The reported death toll rose by seven to 9,175, the tally showed, according to World News.
Germany is already contending with a second wave of the coronavirus and risks squandering its early success by flouting social distancing rules, the head of the German doctors' union warned.
The number of daily confirmed coronavirus cases has ticked up steadily in recent weeks, with health experts warning lax adherence to hygiene and distancing rules among some of the public is spreading the virus across communities.
"We are already in a second, shallow upswing," Susanne Johna, president of Marburger Bund, which represents doctors in Germany, told the Augsburger Allgemeine newspaper.
She noted there was a danger that a longing to return to normality and suppression of containment measures would fritter away the success Germany had achieved so far, urging people to stick to social distancing and hygiene rules and wear masks.
Europe's biggest economy has so far withstood the pandemic with far fewer deaths than some large neighbors like France and Italy, owing to widespread testing, a well-equipped healthcare system and good adherence to social distancing.
A leading German health official has also urged people to be more responsible, as a sharp hike in new cases of COVID-19 causes “serious concerns”.
Lothar Wieler is worried about the rise in COVID-19 cases in that country, blaming the population for losing discipline when it comes to social distancing and other protective measures.
He believes people’s increasingly relaxed behavior at home, outdoors and at work has contributed to the latest hike.
Germany can prevent a second wave of the coronavirus later this year if people remain vigilant, the country’s Health Minister said, warning German holidaymakers not to be complacent over the risks.
“We have to try particularly now in the holiday season to prevent infections,” Jens Spahn told a news conference Monday, adding, “We don’t automatically have to expect a second wave in the autumn and winter. Together, as a society, we can prevent that, as we did once before: breaking the wave and keeping the pandemic in check.”
Spahn noted it was important to remain alert when traveling abroad and that he was worried by pictures showing holidaymakers ignoring social distancing rules.
German Chancellor Angela Merkel had cautioned that the coronavirus pandemic is far from over, as regional outbreaks gave rise to fears of a second wave.
Merkel stated that getting Europe’s economy back on track is her primary goal as Germany takes over the rotating European Union presidency next week, but stressed that everyone shared a “joint responsibility” in following social distancing, mask and hygiene rules as lockdown rules are relaxed.
“The risk posed by the virus is still serious,” Merkel said, adding, “It’s easy to forget because Germany has gotten through the crisis well so far, but that doesn’t mean we are protected, that the risk has been averted; that is not the case, as is demonstrated by these regional outbreaks.”
The number of COVID-19 infections across Germany could be 10 times higher than official numbers show, researchers had concluded after conducting a study in one of the country’s hardest-hit towns.
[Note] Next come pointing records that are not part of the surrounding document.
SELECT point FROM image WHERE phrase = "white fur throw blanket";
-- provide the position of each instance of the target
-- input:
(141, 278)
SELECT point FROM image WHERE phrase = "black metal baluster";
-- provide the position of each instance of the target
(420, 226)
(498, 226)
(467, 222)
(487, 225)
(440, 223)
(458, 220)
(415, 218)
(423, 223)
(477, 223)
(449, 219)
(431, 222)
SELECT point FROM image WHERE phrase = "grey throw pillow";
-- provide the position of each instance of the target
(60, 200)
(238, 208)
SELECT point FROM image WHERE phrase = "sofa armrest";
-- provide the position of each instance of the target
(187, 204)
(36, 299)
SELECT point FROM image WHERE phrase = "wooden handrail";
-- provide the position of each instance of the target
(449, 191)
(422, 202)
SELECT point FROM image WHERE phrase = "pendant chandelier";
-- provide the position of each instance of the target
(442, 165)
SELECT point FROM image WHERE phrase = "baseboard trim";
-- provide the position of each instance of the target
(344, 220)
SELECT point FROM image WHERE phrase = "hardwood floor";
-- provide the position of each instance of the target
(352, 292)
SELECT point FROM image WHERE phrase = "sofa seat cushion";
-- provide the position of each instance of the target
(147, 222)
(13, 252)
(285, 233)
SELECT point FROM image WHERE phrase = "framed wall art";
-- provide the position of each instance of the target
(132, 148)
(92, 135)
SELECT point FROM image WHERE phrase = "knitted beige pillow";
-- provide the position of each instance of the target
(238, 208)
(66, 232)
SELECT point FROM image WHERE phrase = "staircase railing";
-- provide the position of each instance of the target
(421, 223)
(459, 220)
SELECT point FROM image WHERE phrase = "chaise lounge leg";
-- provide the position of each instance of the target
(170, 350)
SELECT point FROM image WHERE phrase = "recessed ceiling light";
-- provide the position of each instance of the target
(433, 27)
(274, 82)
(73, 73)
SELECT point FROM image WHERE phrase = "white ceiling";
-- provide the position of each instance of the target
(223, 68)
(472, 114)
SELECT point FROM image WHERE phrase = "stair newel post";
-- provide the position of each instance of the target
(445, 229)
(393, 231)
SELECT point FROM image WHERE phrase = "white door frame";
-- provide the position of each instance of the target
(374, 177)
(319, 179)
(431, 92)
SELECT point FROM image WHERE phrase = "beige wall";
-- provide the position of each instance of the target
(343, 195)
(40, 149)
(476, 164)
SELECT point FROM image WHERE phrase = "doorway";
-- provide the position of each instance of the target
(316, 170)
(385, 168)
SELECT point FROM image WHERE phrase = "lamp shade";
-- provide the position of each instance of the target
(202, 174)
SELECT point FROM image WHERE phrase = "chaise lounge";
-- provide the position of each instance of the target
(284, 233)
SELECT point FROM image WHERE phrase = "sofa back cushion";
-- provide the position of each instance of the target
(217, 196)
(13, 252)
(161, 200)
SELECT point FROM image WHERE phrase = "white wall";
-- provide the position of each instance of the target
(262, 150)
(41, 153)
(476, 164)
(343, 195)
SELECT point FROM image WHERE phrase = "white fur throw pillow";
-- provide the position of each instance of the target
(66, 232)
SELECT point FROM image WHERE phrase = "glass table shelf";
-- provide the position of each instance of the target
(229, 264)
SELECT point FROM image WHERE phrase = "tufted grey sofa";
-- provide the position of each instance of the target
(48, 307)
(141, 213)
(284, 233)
RKI had announced that COVID-19 outbreaks have been reported in nursing homes and hospitals, institutions for asylum seekers and refugees, in meat processing plants and logistics companies, among seasonal harvest workers and in connection with religious events and family gatherings.
Merkel had called the coronavirus pandemic the biggest challenge to the “life and health of our people” since WWII. She also stated that the country is “not living in the final phase of the pandemic, but still at the beginning”.